In Pennsylvania, the Department of Human Services announced Friday that SNAP benefits would not be paid starting October 16 “until the federal government shutdown ends and funds are released to PA.”
“Because Republicans in Washington D.C., failed to pass a federal budget, causing the federal government shutdown, November 2025 SNAP benefits cannot be paid,” Pennsylvania’s statement said.
Texas, Minnesota, and Illinois also issued warnings about the pending halt to SNAP, Axios reported.
Amid his cost-cutting spree, Trump has moved to hold critical nutrition assistance hostage—and like every other federal program he’s threatened, SNAP is a hostage he’s more than happy to kill. Last week, Trump said that he planned to cut some “Democrat programs” and warned that they were “never going to come back in many cases.”

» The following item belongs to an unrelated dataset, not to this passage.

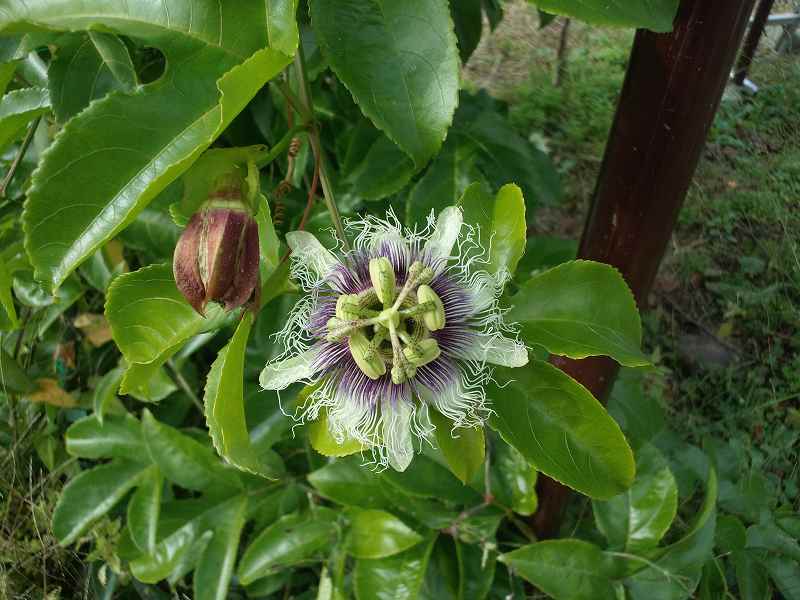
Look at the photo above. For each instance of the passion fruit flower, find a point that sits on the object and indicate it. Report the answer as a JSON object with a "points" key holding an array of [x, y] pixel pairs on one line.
{"points": [[405, 322]]}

As with every other federal program Trump’s moved to permanently eliminate, he is not authorized to do so, because SNAP was created and funded by Congress. But that certainly hasn’t stopped him before.
The USDA is already rushing to implement new restrictions to SNAP benefits, as outlined in Trump’s “one big beautiful bill,” which was passed in July. Trump’s behemoth budget law slashed exemptions to the program’s work requirements by lowering the age of dependent children to 14, raising the age of the work requirement to 64, and ending the exemptions for veterans, homeless people, and young adults out of foster care. Earlier this month, USDA instructed states to implement new guidelines by November 1.